This repository is my attempt to reproduce the solutions to Jack's Car Rental problem and its variant as mentioned in Example 4.2 and Exercise 4.3 respectively of the book by Sutton and Barto (Reinforcement Learning: An Introduction, Second Edition).
The original Jack's car rental problem is as follows:
Jack manages two locations for a nationwide car rental company. Each day, some number of customers arrive at each location to rent cars. If Jack has a car available, he rents it out and is credited $10 by the national company. If he is out of cars at that location, then the business is lost. Cars become available for renting the day after they are returned. To help ensure that cars are available where they are needed, Jack can move them between the two locations overnight, at a cost of $2 per car moved. We assume that the number of cars requested and returned at each location are Poisson random variables. Suppose λ (parameter for poisson process) is 3 and 4 for rental requests at the first and second locations and 3 and 2 for returns. To simplify the problem slightly, we assume that there can be no more than 20 cars at each location (any additional cars are returned to the nationwide company, and thus disappear from the problem) and a maximum of five cars can be moved from one location to the other in one night. We take the discount rate to be γ = 0.9 and formulate this as a continuing finite MDP, where the time steps are days, the state is the number of cars at each location at the end of the day, and the actions are the net numbers of cars moved between the two locations overnight.
Some Solution details: The initial policy is 0 for each state, i.e. initially no cars are moved between either locations. The resulting policy and value graphs are moved to the folder jcrp_graphs. policy1 is the policy we get after one step of policy evaluation and iteration on the initial policy.
And its variant is the following:
One of Jack’s employees at the first location rides a bus home each night and lives near the second location. She is happy to shuttle one car to the second location for free. Each additional car still costs $2, as do all cars moved in the other direction. In addition, Jack has limited parking space at each location. If more than 10 cars are kept overnight at a location (after any moving of cars), then an additional cost of $4 must be incurred to use a second parking lot (independent of how many cars are kept there).

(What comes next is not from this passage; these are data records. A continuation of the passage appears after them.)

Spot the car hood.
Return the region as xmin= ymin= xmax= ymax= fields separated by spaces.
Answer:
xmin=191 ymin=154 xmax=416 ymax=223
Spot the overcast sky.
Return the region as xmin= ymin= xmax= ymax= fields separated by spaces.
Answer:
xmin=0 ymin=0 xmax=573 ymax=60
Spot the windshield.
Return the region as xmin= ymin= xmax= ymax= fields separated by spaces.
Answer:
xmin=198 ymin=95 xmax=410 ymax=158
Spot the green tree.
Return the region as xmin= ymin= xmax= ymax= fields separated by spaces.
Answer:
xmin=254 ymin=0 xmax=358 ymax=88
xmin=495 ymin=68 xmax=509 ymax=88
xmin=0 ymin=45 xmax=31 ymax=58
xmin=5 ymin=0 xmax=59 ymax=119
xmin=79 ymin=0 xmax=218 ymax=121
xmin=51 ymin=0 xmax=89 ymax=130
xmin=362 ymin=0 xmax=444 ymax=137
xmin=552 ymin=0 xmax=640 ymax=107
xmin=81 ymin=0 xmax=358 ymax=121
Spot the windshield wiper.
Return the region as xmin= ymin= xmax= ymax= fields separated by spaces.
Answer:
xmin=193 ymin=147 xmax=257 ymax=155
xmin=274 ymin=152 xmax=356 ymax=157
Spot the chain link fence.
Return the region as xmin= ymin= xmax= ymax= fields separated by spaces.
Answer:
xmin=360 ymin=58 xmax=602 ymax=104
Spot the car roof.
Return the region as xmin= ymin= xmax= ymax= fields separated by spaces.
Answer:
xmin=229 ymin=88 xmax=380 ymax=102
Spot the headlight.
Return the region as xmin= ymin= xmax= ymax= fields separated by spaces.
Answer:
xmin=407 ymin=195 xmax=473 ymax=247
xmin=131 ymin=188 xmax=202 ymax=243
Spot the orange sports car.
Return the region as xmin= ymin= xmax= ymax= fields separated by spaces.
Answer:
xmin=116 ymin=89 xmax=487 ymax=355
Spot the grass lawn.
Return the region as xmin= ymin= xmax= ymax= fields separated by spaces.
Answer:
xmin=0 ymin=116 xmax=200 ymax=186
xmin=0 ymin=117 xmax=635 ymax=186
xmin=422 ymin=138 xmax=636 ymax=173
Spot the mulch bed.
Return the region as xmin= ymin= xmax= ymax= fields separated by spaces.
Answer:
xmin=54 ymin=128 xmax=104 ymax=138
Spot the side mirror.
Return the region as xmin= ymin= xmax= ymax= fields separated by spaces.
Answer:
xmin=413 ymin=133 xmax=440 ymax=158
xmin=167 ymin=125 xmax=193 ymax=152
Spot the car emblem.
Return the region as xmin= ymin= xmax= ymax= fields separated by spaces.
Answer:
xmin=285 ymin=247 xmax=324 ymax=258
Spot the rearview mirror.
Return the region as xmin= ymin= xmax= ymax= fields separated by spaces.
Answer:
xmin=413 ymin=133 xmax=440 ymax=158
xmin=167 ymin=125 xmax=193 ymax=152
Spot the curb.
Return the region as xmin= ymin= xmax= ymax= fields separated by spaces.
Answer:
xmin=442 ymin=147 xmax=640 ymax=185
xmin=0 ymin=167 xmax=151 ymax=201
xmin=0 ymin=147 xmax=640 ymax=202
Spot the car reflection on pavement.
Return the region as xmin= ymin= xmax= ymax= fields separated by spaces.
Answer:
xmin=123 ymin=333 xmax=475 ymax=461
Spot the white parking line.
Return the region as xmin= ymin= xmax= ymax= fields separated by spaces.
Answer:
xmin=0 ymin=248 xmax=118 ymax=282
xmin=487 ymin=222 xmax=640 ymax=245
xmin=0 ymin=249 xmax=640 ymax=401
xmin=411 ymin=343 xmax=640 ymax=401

These sorts of nonlinearities and arbitrary dynamics often occur in real problems and cannot easily be handled by optimization methods other than dynamic programming.
The resulting policy and value graphs are moved to the folder jcrp_variant_graphs.
The policy evaluation step of policy iteration can be truncated in several ways without losing the convergence guarantees of policy iteration. One important special case is when policy evaluation is stopped after just one sweep (one update of each state). This algorithm is called value iteration. Output policy and value graphs for value iteration are moved to the folder value_iteration_graphs.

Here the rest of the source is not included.